Brokers should be proud of their role in the market.

There are several aspects that trouble me about the current possibility of changing the very core of how we work as brokers.

I am always concerned when we consider changing a situation that has existed for hundreds of years with very few, if any, complaints.

We should also consider the positive aspects which are unique to the way in which international insurance brokers currently work and question whether we should tamper with these.

We should be proud of our record, by comparison with other professions, for our ability to prevent conflict. It is entirely a broker’s role to understand exactly what it is his client wants and to then provide him with precisely that product.

How many complaints are made against us? I would be willing to bet that there are very few. More importantly, we should remember that to a large extent and, unless there are claims or changes, a broker’s role is concluded at the moment of winning the client. Our major role in its very essence is to acquire and place business, and to do so by negotiating the best price we can.

We are marketers, salesmen and negotiators first and foremost and even act as the marketing and sales arm for a number of insurers who, in many cases, do not even possess such departments.

How then, can we begin to negotiate commission with a client only on the basis of the work we do once we have performed this work? This is why we have always been paid by insurers.

We do all this, putting in sometimes hundreds of hours of work and committing vast amounts to travel, entertaining and hotel costs, with absolutely no guarantee of payment.

So, instead of challenging this wholly unique system, surely we should be praising ourselves for working within a system, which in these days where nothing seems to move without payment, has a fundamental integrity?
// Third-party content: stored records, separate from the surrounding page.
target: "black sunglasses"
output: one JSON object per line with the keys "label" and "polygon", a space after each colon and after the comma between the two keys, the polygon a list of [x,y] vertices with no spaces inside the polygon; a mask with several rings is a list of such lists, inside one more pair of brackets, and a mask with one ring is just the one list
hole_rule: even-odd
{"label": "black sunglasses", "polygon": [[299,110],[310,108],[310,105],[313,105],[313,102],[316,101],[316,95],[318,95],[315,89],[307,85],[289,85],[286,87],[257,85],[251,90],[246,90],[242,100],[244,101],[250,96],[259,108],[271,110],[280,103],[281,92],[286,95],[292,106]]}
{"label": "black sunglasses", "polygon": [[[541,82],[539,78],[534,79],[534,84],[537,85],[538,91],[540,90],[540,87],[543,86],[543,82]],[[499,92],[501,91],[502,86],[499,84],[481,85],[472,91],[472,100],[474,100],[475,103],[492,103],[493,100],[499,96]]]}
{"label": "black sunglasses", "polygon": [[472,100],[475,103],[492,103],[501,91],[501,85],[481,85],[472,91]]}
We operate in a system forged by historical rigour which has a deep integrity. It is unfair to try to change only one aspect of the way we work.

Perhaps we should consider changing everything about how we work and act more akin to insurers, who may charge whatever they deem fit without having to disclose any of their costs – broker costs being just one – alongside the cost of reinsurance.

In fact, I would go further and predict that in future many major brokers will become proxy insurers. They will treat the markets in which they place business as reinsurance markets so as to act in a completely legitimate way as companies seeking to maximise profits, just as they would have done had the rules of disclosure been made an historical fact.